Controlling cigarette use ultimately benefits the environment
Eliminating toxic chemicals in tobacco production would potentially make cigarette waste less harmful, but it would not keep plastic microfibers out of the environment, says Hocevar. Therefore, it’s best for the environment if governments can control cigarette use. “The study calls attention to the problem of cigarette butts as a leading source of plastic pollution and the potential for menthol bans to reduce single-use plastics,” says Geoffrey T. Fong, principal investigator of the International Tobacco Control (ITC) Policy Evaluation Project at the University of Waterloo in Canada who was involved in the Tobacco Control study.
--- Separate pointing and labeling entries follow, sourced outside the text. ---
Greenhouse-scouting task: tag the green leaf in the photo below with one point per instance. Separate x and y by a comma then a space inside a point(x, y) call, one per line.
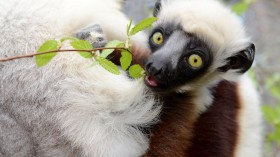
point(82, 45)
point(275, 136)
point(240, 8)
point(126, 59)
point(68, 38)
point(108, 65)
point(50, 45)
point(272, 85)
point(136, 71)
point(142, 25)
point(271, 114)
point(129, 27)
point(114, 43)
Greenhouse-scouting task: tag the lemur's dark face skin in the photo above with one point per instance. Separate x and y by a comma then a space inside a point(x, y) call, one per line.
point(177, 58)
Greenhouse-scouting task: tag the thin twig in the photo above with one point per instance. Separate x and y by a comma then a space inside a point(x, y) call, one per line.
point(41, 53)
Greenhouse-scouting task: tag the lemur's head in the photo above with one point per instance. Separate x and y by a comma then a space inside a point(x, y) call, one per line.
point(195, 43)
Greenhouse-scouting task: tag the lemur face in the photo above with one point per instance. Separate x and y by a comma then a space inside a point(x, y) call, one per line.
point(194, 43)
point(177, 58)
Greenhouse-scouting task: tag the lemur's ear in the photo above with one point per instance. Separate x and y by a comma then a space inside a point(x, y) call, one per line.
point(241, 61)
point(157, 7)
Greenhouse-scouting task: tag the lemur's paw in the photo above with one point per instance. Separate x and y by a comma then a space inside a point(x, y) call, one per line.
point(92, 33)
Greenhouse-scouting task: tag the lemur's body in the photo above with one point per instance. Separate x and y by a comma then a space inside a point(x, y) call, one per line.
point(199, 50)
point(68, 108)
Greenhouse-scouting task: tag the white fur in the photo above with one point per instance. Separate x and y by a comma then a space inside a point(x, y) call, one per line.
point(250, 118)
point(68, 108)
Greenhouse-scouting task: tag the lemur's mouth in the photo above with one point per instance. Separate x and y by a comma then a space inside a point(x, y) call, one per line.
point(154, 83)
point(151, 81)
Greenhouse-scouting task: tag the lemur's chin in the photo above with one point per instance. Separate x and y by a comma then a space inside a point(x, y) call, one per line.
point(151, 82)
point(154, 84)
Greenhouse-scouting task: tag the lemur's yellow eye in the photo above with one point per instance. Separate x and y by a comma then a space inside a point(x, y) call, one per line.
point(195, 61)
point(157, 38)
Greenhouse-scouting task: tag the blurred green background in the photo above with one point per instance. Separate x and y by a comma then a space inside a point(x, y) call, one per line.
point(262, 20)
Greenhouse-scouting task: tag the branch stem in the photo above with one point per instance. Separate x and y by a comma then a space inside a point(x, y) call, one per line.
point(35, 54)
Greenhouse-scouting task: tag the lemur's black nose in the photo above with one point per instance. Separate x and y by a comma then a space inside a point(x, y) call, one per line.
point(154, 69)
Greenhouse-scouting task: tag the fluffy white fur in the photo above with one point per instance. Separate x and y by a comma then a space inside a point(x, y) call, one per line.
point(225, 34)
point(220, 28)
point(67, 108)
point(250, 118)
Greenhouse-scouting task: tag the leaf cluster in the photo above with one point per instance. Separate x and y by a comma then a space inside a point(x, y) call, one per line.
point(86, 50)
point(272, 112)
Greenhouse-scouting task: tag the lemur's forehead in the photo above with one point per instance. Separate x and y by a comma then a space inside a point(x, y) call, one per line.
point(207, 19)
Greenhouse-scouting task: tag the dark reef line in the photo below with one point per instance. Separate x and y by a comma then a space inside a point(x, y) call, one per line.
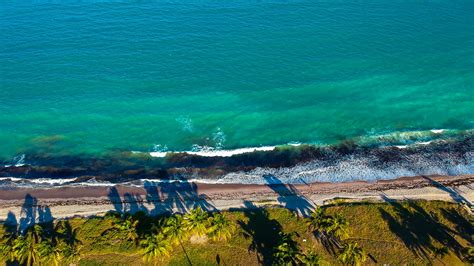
point(127, 166)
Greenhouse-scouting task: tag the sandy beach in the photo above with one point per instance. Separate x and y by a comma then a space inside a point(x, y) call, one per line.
point(88, 201)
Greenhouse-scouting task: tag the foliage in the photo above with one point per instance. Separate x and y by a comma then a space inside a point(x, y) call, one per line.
point(287, 251)
point(155, 246)
point(352, 255)
point(196, 221)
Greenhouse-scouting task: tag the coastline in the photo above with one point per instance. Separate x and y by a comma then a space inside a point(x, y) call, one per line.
point(65, 202)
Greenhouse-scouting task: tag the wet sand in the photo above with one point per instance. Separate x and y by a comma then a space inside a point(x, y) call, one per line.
point(85, 201)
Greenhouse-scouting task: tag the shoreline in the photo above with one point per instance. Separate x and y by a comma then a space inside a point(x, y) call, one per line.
point(66, 202)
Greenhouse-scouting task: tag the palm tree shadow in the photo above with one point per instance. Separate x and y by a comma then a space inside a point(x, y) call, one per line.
point(463, 226)
point(456, 196)
point(420, 231)
point(164, 198)
point(289, 196)
point(264, 232)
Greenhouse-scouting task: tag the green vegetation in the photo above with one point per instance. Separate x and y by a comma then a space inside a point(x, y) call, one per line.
point(411, 232)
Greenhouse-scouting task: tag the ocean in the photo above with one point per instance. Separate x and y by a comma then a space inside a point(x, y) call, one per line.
point(91, 80)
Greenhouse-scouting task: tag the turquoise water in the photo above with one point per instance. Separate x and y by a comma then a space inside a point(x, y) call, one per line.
point(94, 77)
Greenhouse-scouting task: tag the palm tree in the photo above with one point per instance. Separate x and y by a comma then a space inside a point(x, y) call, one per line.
point(6, 244)
point(337, 226)
point(26, 248)
point(317, 221)
point(220, 228)
point(175, 231)
point(287, 251)
point(197, 221)
point(155, 246)
point(67, 244)
point(353, 255)
point(312, 259)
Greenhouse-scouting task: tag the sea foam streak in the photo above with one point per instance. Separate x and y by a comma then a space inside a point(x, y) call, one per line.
point(217, 152)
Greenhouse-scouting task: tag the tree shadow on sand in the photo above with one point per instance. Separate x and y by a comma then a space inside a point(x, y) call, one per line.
point(421, 232)
point(264, 232)
point(161, 198)
point(289, 196)
point(455, 195)
point(32, 213)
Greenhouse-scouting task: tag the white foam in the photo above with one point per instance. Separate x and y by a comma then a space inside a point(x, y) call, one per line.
point(216, 152)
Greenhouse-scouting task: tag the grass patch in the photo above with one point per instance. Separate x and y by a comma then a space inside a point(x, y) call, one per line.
point(408, 232)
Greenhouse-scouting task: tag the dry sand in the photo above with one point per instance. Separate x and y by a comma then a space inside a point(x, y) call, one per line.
point(87, 201)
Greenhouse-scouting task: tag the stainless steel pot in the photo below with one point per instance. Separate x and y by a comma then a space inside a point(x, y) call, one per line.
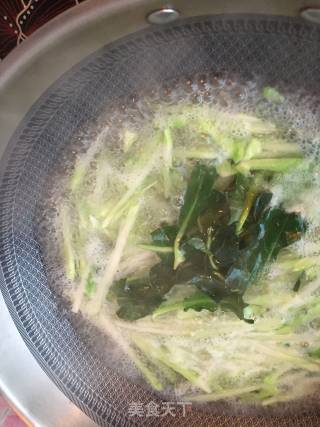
point(24, 76)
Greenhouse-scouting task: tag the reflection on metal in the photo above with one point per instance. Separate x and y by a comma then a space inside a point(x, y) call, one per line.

Policymakers can reduce cigarette litter further by vigorously implementing tobacco control policies of the World Health Organization (WHO) Framework Convention on Tobacco Control, the global tobacco control treaty, says Fong. Countries bound by the treaty are obligated to implement measures to reduce tobacco use, like regulating the content of tobacco products, requiring the disclosure of ingredients, and placing prominent graphic health warnings on tobacco products. Policy action to ban the sale of filtered cigarettes may also be an effective measure to reduce single-use plastic pollution, says Fong. “Any policy that reduces the number of smokers will lead to reductions in cigarette litter,” he adds. “It’s killing two birds with one stone. Or said in a different way, it is a win-win situation: strong tobacco control policies reduce smoking and reduce environmental damage.”